Of course, if you don’t have a dashboard with easy access to information, you have an improvement opportunity. You can consider new solutions, especially if you have gaps in the list of products mentioned above. Or maybe you already have the right systems but are not using them to their fullest extent.

Bottom line, efficient access to information should not be a challenge in any market environment. You certainly have numerous other items that require your time and attention.

Client Outreach

In today’s world of easy access to information, volatility certainly has captured lots of headlines. Many advisors have sent out client communications, offering their perspectives on the market environment.

In reviewing your communications, how are you involving technology solutions? Have you reminded and encouraged clients to review their financial plan, risk tolerance and investment allocation? Have you asked clients to let you know if they have questions or concerns?

Your firm likely has spent a lot of time, effort and money on these technology solutions that are directly used by your clients. Perhaps the best “return” for these products from a client service/retention perspective might occur during a volatile market environment.

How do you know if your clients were concerned about the market volatility? Is this based on the number of phones calls or emails you receive? Both are certainly good metrics to use.

However, you also should track any behavior changes in clients’ use of your technology solutions. For example, did they log-in more frequently vs. other time periods? It is not necessarily a bad sign if your client is logging-in more often (and not calling you), although, this is good information for you to know.
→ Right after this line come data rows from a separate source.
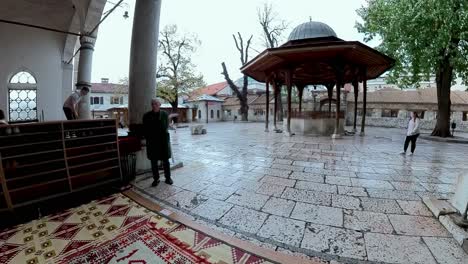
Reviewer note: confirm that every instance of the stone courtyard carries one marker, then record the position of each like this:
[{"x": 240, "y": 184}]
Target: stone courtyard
[{"x": 350, "y": 200}]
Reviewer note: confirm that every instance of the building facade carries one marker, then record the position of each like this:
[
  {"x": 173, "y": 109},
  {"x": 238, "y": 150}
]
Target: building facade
[{"x": 391, "y": 108}]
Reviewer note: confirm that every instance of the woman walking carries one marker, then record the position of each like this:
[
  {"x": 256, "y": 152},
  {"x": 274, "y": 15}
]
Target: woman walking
[{"x": 412, "y": 133}]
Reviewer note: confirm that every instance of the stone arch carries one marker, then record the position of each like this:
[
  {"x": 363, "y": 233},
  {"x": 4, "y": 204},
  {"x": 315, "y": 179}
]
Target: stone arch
[{"x": 22, "y": 96}]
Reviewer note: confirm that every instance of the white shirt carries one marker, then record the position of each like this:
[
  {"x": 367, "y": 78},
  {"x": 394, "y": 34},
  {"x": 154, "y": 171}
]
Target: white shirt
[
  {"x": 72, "y": 100},
  {"x": 413, "y": 127}
]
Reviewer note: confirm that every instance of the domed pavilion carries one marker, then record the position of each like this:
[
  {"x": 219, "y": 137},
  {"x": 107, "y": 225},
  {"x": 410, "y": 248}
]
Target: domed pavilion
[{"x": 314, "y": 55}]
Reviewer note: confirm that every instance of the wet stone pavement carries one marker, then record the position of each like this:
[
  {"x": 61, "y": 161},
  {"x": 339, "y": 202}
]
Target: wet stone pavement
[{"x": 350, "y": 200}]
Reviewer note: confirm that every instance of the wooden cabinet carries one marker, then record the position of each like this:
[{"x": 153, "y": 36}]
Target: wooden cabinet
[{"x": 46, "y": 160}]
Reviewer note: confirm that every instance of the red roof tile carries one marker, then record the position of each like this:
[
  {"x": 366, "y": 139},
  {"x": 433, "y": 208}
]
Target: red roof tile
[
  {"x": 109, "y": 88},
  {"x": 427, "y": 96},
  {"x": 212, "y": 89}
]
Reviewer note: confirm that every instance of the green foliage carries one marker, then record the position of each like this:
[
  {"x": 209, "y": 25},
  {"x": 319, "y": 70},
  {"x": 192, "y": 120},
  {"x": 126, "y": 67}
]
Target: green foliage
[
  {"x": 176, "y": 74},
  {"x": 418, "y": 34}
]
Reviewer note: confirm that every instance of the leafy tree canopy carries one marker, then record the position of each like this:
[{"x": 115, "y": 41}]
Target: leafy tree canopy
[{"x": 419, "y": 34}]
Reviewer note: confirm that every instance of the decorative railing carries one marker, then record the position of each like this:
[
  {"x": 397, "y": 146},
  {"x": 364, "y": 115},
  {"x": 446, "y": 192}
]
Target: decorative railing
[{"x": 316, "y": 114}]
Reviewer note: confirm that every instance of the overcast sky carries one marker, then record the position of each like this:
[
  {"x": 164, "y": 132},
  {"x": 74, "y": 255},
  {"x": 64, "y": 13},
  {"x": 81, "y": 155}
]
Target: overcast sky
[{"x": 214, "y": 22}]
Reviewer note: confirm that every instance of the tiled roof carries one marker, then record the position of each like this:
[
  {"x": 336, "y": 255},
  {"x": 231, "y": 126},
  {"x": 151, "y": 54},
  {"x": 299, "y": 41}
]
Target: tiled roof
[
  {"x": 109, "y": 88},
  {"x": 205, "y": 97},
  {"x": 233, "y": 101},
  {"x": 261, "y": 100},
  {"x": 426, "y": 96}
]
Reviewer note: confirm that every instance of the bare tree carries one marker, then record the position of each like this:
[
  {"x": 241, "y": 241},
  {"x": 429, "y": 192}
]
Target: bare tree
[
  {"x": 273, "y": 30},
  {"x": 272, "y": 27},
  {"x": 241, "y": 92},
  {"x": 176, "y": 75}
]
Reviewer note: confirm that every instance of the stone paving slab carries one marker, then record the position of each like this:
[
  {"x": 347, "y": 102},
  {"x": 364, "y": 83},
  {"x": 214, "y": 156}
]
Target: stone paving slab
[
  {"x": 337, "y": 241},
  {"x": 414, "y": 208},
  {"x": 313, "y": 197},
  {"x": 313, "y": 186},
  {"x": 278, "y": 206},
  {"x": 248, "y": 199},
  {"x": 363, "y": 197},
  {"x": 446, "y": 250},
  {"x": 278, "y": 181},
  {"x": 244, "y": 219},
  {"x": 318, "y": 214},
  {"x": 367, "y": 222},
  {"x": 417, "y": 226},
  {"x": 352, "y": 191},
  {"x": 387, "y": 206},
  {"x": 283, "y": 230},
  {"x": 397, "y": 249},
  {"x": 345, "y": 181},
  {"x": 212, "y": 209}
]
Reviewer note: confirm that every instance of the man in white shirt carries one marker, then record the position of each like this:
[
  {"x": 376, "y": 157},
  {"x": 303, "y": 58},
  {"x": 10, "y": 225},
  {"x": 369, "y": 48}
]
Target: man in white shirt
[{"x": 70, "y": 107}]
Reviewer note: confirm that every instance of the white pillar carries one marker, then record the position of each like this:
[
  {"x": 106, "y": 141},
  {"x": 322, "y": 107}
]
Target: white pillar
[
  {"x": 67, "y": 82},
  {"x": 143, "y": 51},
  {"x": 84, "y": 74}
]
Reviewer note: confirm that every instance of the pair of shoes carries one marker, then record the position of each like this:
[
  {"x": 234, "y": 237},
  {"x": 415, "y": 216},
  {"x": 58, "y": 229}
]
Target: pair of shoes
[
  {"x": 155, "y": 183},
  {"x": 169, "y": 181}
]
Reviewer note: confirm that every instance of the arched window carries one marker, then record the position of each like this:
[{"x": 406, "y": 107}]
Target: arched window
[{"x": 22, "y": 98}]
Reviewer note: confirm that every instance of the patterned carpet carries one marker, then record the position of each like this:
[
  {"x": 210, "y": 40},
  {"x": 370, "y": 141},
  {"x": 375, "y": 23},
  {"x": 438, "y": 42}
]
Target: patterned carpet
[{"x": 114, "y": 230}]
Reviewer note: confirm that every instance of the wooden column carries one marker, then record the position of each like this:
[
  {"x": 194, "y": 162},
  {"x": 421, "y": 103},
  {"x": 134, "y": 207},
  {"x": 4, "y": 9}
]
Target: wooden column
[
  {"x": 330, "y": 95},
  {"x": 289, "y": 87},
  {"x": 339, "y": 68},
  {"x": 364, "y": 101},
  {"x": 275, "y": 92},
  {"x": 267, "y": 104},
  {"x": 300, "y": 88},
  {"x": 207, "y": 112},
  {"x": 336, "y": 134},
  {"x": 356, "y": 93}
]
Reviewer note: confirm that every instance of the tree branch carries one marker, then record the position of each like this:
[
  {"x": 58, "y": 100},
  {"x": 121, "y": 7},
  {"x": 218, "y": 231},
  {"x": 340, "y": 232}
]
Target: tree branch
[{"x": 231, "y": 84}]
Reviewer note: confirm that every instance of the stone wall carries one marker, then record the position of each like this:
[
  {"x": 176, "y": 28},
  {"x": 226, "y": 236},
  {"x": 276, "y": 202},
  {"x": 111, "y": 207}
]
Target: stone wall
[{"x": 374, "y": 117}]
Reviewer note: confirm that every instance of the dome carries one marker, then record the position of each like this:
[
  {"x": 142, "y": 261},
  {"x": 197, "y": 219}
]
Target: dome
[{"x": 310, "y": 30}]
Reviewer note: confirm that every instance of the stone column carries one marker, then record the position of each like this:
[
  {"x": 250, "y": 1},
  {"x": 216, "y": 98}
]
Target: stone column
[
  {"x": 67, "y": 86},
  {"x": 84, "y": 74},
  {"x": 364, "y": 103},
  {"x": 142, "y": 72},
  {"x": 267, "y": 103},
  {"x": 143, "y": 51},
  {"x": 356, "y": 93},
  {"x": 289, "y": 88}
]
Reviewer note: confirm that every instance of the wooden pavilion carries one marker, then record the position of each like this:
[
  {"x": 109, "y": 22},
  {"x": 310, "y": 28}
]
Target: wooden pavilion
[{"x": 314, "y": 55}]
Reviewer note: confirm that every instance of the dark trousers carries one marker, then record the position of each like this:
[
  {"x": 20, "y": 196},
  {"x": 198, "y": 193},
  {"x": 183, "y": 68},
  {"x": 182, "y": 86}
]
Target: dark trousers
[
  {"x": 70, "y": 114},
  {"x": 411, "y": 139},
  {"x": 155, "y": 169}
]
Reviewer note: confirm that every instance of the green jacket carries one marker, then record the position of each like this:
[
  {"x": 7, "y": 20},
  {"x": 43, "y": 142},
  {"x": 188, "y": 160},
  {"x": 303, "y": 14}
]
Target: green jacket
[{"x": 158, "y": 145}]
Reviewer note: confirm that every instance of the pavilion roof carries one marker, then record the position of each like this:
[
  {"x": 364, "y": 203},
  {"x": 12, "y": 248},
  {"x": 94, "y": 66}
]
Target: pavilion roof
[{"x": 313, "y": 61}]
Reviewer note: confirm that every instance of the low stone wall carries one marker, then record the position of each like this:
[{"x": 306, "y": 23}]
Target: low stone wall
[
  {"x": 308, "y": 126},
  {"x": 462, "y": 126}
]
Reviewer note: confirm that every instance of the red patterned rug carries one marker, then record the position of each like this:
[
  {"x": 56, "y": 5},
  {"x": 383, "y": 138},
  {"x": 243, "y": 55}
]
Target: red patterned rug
[{"x": 115, "y": 230}]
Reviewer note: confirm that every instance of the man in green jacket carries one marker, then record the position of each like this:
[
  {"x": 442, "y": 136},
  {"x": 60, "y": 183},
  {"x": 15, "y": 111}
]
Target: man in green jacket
[{"x": 155, "y": 125}]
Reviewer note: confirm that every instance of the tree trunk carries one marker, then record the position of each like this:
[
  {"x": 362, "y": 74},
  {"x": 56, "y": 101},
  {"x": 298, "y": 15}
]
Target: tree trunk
[
  {"x": 174, "y": 105},
  {"x": 280, "y": 103},
  {"x": 244, "y": 110},
  {"x": 444, "y": 76}
]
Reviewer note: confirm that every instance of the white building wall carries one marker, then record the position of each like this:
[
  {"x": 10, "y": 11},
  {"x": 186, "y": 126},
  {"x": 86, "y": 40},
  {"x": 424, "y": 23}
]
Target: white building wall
[
  {"x": 201, "y": 111},
  {"x": 39, "y": 52},
  {"x": 107, "y": 100}
]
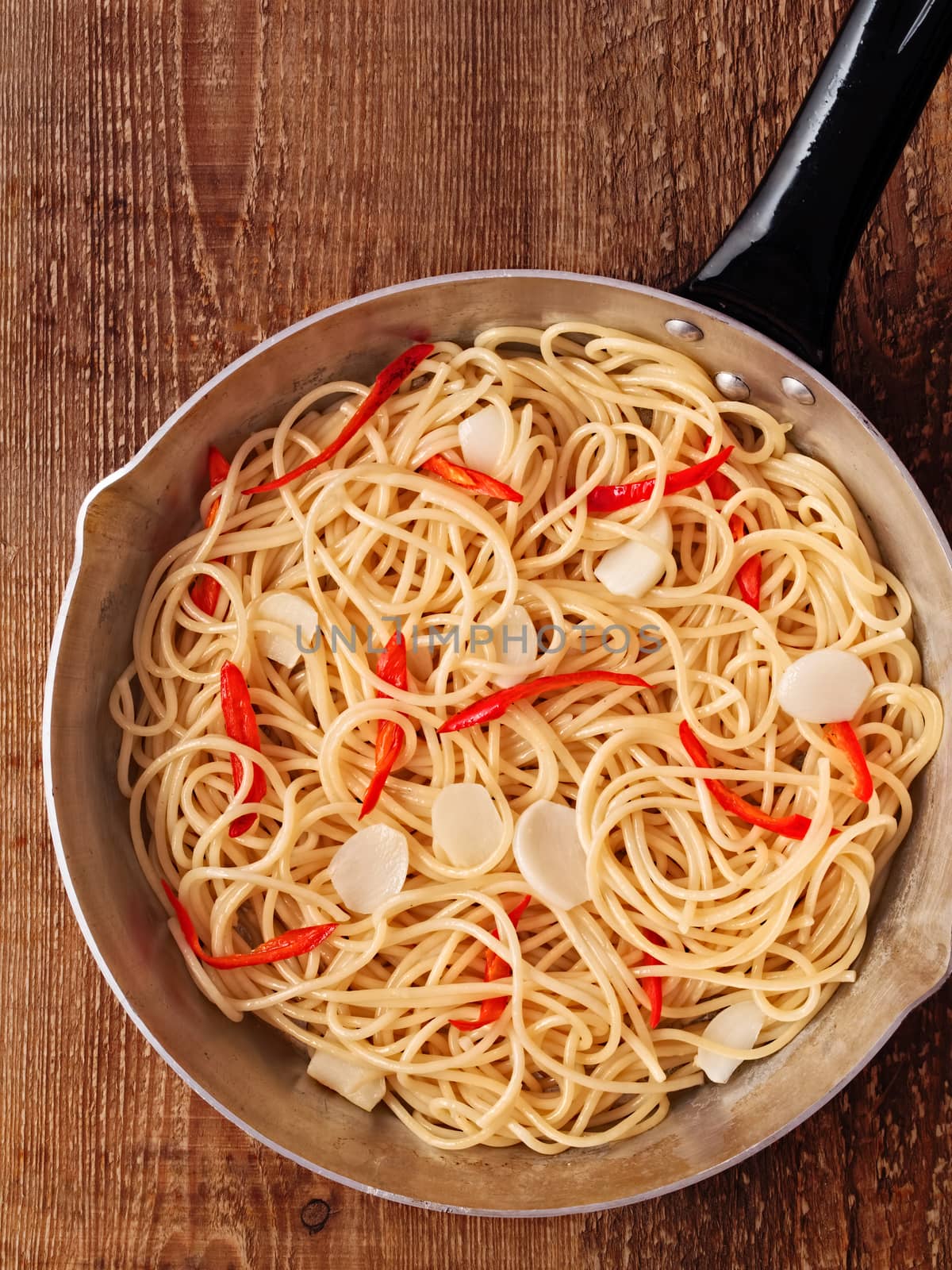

You might even be surprised about the level of client activity.

Market volatility can take place at any time. Thus, there’s always a chance you could be out of the office when the next cycle of market volatility occurs. It is in these situations when your technology is tested.

Can you efficiently access all the information you need and act when you are not sitting at your desk? With today’s technology solutions, the answer should be “yes.” You might not think that this is a big deal, but it is best to know the answer to this question in advance.

Finally, during periods of market volatility it’s important to remain focused on following your procedures for processing trades, especially when rebalancing. Write them down and rehearse them during quieter times.

These procedures should help your staff to be extra careful and ultimately to avoid making any errors. Unfortunately, a typo in a ticker symbol, addition of an extra zero to a share quantity or miscalculation of a rebalancing parameter can be very costly when the market is moving quickly.